Starring the same narrator as Torres’s earlier short, “Reverting to an Animal State” and potentially the same as in his slim novel, We the Animals, I find myself already bored with Torres’s fiction. Perhaps it’s the subject matter: the plight of a young, queer boy fleeing from his family and flinging himself into the world’s oldest profession to get by in the city doesn’t interest me at all, nor do the various fetishes of the community. Or perhaps it’s the writing, which feels redundant and unsure of itself, to the point that big ideas are stated rather than developed, and little is left to chance. This is not to say that the writing itself is cold, merely that anecdotes are always in the service of proving a point, and things do not naturally occur so much as they are instigated by this wounded, self-deprecating narrator.

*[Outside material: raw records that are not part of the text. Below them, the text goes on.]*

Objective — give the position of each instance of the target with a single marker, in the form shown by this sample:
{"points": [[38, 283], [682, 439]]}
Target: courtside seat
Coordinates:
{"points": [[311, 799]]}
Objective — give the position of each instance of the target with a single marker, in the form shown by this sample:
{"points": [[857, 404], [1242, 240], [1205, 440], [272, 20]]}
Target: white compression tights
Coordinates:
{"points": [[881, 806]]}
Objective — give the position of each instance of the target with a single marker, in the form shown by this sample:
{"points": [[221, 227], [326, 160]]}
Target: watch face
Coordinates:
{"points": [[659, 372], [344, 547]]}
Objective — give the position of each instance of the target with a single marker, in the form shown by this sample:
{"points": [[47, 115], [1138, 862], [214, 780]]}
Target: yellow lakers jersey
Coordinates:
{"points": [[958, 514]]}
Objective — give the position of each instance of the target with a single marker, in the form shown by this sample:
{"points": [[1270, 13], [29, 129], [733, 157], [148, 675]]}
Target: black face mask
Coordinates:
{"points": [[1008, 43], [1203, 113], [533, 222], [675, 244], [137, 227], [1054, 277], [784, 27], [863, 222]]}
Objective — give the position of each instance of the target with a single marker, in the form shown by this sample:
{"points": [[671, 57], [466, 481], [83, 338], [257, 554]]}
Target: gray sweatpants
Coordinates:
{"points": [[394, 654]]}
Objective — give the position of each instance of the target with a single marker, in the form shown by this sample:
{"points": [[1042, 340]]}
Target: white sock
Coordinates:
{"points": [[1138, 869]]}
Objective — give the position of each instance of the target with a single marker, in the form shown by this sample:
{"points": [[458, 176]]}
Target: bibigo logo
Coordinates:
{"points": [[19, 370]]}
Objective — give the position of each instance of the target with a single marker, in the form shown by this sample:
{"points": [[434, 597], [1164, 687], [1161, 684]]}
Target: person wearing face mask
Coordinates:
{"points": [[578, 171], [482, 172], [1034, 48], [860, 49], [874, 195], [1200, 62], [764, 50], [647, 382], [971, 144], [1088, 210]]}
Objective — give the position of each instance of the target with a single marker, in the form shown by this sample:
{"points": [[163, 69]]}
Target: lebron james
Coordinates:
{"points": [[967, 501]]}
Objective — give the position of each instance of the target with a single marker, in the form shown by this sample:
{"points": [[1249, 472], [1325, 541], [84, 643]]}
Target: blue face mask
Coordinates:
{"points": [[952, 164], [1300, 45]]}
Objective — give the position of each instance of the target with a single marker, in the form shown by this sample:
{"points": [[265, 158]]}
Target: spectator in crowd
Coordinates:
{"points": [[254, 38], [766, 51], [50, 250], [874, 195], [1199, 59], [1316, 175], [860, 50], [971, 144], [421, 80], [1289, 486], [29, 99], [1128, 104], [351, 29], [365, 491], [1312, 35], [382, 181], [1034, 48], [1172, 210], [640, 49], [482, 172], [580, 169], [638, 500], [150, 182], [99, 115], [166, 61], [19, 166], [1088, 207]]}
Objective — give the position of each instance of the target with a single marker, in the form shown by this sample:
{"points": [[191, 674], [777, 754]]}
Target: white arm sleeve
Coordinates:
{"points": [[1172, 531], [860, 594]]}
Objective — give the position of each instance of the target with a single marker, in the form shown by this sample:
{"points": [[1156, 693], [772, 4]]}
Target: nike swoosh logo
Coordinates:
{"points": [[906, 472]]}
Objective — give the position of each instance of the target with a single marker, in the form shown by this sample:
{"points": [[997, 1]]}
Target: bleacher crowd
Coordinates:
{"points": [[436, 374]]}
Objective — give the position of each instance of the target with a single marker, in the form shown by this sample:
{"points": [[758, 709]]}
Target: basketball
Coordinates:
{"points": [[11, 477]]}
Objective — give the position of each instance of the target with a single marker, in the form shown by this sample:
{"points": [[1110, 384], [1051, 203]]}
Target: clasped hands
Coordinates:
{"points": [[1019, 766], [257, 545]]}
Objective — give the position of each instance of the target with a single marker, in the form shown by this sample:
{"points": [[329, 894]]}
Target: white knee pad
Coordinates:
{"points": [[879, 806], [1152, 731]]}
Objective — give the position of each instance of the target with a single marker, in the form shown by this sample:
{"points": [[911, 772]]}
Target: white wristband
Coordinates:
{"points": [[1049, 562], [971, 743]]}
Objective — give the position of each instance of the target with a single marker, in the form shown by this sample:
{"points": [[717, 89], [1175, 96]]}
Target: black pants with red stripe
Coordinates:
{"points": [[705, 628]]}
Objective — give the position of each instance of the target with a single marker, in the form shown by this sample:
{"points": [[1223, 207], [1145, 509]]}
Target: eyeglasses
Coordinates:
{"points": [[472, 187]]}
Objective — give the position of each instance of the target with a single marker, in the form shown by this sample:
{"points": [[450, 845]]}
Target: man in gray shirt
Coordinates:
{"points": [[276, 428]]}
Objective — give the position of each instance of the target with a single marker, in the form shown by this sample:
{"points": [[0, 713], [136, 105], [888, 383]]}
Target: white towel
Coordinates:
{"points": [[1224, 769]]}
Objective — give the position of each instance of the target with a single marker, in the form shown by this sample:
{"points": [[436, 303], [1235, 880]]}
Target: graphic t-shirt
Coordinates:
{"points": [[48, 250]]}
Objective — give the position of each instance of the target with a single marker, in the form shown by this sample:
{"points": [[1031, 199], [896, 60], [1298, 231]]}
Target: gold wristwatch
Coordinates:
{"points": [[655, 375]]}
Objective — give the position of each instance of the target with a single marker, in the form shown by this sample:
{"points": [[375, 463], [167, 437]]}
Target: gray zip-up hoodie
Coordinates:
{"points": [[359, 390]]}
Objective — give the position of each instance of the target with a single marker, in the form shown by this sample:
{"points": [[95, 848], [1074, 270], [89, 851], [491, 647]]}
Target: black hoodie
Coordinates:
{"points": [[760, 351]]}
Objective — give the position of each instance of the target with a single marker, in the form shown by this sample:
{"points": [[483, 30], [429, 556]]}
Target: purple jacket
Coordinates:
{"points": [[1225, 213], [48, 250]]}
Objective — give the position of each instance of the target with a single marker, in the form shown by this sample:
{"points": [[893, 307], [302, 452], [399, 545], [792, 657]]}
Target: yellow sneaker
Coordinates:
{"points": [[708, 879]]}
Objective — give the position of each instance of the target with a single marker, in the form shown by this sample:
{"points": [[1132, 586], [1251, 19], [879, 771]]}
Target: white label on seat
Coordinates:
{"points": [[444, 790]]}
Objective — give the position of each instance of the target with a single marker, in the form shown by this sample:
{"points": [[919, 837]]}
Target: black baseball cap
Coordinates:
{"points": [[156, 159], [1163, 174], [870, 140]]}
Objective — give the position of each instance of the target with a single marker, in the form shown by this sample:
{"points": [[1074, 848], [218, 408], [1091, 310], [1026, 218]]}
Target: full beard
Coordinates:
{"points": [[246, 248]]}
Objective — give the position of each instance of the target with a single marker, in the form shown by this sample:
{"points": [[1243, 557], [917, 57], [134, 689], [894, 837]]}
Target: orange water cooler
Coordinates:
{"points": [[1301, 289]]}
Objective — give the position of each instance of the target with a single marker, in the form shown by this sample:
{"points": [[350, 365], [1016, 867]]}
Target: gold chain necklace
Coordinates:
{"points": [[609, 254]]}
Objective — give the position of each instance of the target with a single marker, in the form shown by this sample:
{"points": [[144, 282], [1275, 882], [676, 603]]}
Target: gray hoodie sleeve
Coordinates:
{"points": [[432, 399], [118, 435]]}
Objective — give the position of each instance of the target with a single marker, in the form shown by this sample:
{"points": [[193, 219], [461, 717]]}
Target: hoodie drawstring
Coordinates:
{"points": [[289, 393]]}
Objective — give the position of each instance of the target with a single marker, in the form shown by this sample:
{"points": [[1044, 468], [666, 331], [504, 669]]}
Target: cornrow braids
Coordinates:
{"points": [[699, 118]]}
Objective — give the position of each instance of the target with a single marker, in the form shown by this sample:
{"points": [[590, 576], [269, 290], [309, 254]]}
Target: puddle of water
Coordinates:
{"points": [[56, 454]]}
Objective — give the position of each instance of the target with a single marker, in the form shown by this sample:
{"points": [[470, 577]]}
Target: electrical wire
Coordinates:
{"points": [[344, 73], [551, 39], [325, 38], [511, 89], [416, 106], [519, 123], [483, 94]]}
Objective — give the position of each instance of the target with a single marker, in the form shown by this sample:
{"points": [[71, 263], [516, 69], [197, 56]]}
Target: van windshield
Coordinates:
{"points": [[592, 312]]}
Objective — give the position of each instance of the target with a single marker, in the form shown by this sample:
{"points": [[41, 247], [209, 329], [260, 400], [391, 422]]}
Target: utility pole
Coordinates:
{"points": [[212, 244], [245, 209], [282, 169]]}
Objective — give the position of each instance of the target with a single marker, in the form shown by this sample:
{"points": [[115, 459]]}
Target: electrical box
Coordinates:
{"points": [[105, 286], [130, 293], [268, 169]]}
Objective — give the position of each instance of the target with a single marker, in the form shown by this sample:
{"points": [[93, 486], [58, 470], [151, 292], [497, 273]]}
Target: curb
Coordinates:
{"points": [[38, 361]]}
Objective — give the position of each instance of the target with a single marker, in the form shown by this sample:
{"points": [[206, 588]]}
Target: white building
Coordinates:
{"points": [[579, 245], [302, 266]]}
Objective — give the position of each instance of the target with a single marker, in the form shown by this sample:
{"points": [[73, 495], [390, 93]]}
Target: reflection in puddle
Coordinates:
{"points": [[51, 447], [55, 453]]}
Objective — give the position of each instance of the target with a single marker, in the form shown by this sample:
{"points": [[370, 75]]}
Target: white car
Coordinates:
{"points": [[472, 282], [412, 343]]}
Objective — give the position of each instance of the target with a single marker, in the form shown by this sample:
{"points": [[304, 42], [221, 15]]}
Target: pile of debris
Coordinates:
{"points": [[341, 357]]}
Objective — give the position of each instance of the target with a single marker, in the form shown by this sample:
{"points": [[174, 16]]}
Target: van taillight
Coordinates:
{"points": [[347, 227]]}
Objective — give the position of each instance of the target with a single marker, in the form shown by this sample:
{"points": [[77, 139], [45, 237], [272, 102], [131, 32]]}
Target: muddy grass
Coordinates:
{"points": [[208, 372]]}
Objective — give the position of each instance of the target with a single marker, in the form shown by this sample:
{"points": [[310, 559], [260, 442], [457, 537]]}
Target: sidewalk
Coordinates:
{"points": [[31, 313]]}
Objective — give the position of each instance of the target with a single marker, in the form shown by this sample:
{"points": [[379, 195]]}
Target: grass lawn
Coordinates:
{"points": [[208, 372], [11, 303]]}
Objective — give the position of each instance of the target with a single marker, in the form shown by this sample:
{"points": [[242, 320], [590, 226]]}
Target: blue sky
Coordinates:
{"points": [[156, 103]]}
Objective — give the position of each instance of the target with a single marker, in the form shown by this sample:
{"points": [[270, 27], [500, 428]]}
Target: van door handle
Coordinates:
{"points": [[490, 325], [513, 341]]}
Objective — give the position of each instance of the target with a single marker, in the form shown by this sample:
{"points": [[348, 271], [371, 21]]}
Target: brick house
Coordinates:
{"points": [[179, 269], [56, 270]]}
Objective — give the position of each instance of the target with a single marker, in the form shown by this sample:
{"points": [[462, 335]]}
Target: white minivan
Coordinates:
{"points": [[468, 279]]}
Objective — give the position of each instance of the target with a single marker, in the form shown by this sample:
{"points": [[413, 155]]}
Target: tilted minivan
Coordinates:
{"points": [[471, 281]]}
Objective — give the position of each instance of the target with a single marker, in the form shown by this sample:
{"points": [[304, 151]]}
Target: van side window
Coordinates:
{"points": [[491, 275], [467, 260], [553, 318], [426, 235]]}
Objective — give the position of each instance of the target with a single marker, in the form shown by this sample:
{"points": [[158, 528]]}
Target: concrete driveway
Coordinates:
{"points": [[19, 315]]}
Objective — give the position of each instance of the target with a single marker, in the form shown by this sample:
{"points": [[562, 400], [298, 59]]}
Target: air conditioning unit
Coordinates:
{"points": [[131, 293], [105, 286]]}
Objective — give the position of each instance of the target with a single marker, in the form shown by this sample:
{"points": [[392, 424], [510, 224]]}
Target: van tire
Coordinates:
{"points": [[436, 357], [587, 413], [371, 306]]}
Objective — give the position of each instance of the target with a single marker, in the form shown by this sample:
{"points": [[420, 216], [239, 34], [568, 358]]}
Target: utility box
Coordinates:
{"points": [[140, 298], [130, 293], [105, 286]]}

We pick up with him in this story when he’s nineteen, drunk, and accepting the proposition of a random stranger on the street to come back to his home and “pose in diapers.” Instead, he manipulates the man into sex, turns him into a father figure so that he’ll have a warm place to crawl back to, and secretly hopes that this person will actually be the father figure who will accept his horrible truths and actually save him: “I told him he could save me, but I didn’t say it out loud. I said it with my eyes, with shy looks.” He’s trapped in an awkward spot, whereas he needs to control the world around him, and yet in which he also needs someone to cut through his dominant facade and actually help him. In his own mind, he’s like “a woman with an unlovely voice, who tried earnestly and without embarassment to make herself sound lovely”; he desperately needs to be seen in a certain light, needs to be loved, and yet only knows how to get the punch-like kisses of his father’s adoration: “Wild, [my father says], and I’m thirsty and angry and scared, but he’s taking shots of me, and he’s giggling, so I go on strangling myself.”
At the core of Torres’s writing is a poetic sentiment — “As far as I could make out there was one way to get a person to fall in love with you — thrashing. In and out of bed, all the time, thrashing” — but it doesn’t sustain a slew of stories. There needs to be more than constant thrashing and there needs to be something that is actually lovely (or utterly despicable). Garbage is still garbage, and no matter how you cover it, you can’t starve that rat until you clean up your act.